Contrary to the theme of most of our movies and games and innate human nature, we really do not have the right or privilege or even common sense to throw stones at the transgressor on the other side of the glass bubbles that we’re living in. For in the process, we’ll be rained upon by the very glass we’ve broken by our own volition.

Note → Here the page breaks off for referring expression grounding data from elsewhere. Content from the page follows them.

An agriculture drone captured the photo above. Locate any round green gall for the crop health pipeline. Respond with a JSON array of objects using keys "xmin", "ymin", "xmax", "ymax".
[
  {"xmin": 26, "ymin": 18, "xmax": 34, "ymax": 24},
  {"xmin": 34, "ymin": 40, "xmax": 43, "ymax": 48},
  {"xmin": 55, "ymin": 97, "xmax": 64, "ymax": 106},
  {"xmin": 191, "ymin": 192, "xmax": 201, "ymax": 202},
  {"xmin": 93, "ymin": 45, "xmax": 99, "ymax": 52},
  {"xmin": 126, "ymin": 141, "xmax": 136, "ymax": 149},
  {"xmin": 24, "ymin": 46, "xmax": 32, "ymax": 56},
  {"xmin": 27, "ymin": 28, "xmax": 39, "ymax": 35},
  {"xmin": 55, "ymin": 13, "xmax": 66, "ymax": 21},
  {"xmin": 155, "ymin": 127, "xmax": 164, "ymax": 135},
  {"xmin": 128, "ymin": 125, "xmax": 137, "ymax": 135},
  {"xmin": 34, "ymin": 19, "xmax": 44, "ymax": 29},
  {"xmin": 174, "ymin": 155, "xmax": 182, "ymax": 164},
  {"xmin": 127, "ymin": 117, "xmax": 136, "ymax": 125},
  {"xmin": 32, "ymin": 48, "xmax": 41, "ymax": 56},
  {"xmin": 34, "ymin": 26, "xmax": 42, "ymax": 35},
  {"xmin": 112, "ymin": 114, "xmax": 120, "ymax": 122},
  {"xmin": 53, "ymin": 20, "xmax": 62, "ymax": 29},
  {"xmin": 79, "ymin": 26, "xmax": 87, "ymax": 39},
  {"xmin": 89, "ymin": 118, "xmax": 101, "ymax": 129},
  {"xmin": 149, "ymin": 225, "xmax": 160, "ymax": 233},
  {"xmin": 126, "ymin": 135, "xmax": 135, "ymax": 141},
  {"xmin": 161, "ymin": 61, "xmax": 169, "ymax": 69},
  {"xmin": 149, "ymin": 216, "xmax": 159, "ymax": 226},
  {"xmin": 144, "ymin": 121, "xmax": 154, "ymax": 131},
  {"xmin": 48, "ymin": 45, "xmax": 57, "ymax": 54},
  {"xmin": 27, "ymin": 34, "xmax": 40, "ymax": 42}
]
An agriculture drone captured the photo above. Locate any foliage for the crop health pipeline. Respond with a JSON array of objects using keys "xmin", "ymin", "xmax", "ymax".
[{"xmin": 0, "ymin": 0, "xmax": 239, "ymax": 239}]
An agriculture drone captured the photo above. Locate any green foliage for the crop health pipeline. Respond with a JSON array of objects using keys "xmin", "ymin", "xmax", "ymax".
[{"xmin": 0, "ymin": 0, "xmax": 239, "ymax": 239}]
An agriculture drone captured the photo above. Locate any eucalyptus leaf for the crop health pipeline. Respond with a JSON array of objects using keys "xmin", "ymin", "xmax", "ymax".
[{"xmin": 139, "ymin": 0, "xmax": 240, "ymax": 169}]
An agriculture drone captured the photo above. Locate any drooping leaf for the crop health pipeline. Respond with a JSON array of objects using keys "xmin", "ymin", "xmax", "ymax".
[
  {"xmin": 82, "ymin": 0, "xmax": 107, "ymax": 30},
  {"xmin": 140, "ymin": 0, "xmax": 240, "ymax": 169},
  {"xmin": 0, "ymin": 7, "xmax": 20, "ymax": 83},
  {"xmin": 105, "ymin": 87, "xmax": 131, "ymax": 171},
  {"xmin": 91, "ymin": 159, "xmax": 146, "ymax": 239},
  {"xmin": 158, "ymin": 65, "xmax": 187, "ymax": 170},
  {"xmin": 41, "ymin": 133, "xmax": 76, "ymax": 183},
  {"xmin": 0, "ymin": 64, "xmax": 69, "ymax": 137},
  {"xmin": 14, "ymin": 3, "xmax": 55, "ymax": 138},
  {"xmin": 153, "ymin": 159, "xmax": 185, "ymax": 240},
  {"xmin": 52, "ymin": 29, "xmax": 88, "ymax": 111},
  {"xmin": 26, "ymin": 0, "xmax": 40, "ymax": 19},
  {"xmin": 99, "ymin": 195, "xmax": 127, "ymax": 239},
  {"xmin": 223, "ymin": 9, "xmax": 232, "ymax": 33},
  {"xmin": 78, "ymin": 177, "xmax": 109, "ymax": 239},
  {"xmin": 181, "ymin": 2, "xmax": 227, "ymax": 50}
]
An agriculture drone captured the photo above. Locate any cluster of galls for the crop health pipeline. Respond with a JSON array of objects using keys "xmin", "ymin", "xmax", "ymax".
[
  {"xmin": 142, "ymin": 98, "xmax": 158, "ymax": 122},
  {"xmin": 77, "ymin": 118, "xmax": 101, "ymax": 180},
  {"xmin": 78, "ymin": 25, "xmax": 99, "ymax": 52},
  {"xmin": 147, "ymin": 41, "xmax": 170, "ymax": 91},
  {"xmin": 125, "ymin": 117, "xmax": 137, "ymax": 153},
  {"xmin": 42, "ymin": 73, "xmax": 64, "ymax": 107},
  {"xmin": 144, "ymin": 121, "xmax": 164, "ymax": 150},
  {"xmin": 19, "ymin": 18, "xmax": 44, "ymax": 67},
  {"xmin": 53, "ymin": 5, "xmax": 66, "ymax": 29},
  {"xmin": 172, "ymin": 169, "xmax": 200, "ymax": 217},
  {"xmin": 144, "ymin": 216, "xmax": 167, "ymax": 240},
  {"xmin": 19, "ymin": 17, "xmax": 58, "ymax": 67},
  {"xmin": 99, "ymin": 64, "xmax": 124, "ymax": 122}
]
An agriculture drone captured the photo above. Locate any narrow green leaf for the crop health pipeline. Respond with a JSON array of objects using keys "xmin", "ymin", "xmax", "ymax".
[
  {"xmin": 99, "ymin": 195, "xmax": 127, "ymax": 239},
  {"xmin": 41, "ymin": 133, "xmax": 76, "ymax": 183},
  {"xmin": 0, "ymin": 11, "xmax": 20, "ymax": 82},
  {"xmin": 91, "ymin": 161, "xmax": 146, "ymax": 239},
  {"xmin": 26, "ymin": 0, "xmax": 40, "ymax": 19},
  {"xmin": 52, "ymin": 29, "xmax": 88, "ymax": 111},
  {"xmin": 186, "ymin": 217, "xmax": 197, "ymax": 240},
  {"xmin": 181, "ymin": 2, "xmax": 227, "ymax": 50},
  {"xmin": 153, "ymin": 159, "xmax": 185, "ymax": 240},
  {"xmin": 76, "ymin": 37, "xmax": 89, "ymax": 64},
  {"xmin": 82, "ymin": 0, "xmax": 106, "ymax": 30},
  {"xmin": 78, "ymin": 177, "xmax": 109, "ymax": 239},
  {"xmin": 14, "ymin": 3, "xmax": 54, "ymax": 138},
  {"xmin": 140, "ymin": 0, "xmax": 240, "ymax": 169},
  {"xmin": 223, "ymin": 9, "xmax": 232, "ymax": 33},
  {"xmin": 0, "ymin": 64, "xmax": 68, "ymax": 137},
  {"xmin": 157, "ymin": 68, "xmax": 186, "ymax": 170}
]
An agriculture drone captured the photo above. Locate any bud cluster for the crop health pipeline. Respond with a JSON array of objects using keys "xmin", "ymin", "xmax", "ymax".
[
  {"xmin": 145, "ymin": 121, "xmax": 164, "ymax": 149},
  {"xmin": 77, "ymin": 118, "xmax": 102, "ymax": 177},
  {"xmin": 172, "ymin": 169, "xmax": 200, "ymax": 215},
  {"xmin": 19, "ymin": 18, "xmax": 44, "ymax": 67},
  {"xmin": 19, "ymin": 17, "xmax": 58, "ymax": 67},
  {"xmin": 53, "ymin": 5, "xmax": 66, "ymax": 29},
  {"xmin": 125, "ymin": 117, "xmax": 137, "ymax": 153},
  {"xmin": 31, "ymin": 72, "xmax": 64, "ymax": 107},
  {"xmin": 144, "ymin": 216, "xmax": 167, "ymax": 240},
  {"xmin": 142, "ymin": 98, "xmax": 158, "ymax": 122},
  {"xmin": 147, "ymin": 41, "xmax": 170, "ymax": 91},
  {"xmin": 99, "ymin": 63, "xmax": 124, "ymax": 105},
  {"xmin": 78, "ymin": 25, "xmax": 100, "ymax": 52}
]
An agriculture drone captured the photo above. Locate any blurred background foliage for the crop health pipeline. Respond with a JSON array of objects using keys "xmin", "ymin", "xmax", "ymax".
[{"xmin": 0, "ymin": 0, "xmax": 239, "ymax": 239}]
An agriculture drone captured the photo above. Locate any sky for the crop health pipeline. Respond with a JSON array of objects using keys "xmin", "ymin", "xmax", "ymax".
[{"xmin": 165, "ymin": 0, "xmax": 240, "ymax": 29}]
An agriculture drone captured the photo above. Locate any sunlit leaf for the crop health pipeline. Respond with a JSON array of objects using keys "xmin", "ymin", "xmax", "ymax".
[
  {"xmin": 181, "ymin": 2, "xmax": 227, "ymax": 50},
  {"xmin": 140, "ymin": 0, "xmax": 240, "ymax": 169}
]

The Bible is just chock full of examples of unjust harm, unsuccessful revenge and God’s bountiful mercy: Cain and Abel, Jonah and Nineveh, Satan and Job, Absalom and David, David and Uriah, the Prophets and unfaithful Israelites, John the Baptist and Herod, and Jesus himself. You see, revenge never pays in a way that we’d actually like in the end, or even benefit from. For justice never comes from anything we, sinners, invoke, but from the very mercy we extend and the mercy we receive from the ONLY just judge – God Himself. And the battle that we fight is not one of flesh against flesh, but a spiritual one that only Jesus can and did win for us. All we need do is stand behind Him within the bubbles of our own mercy!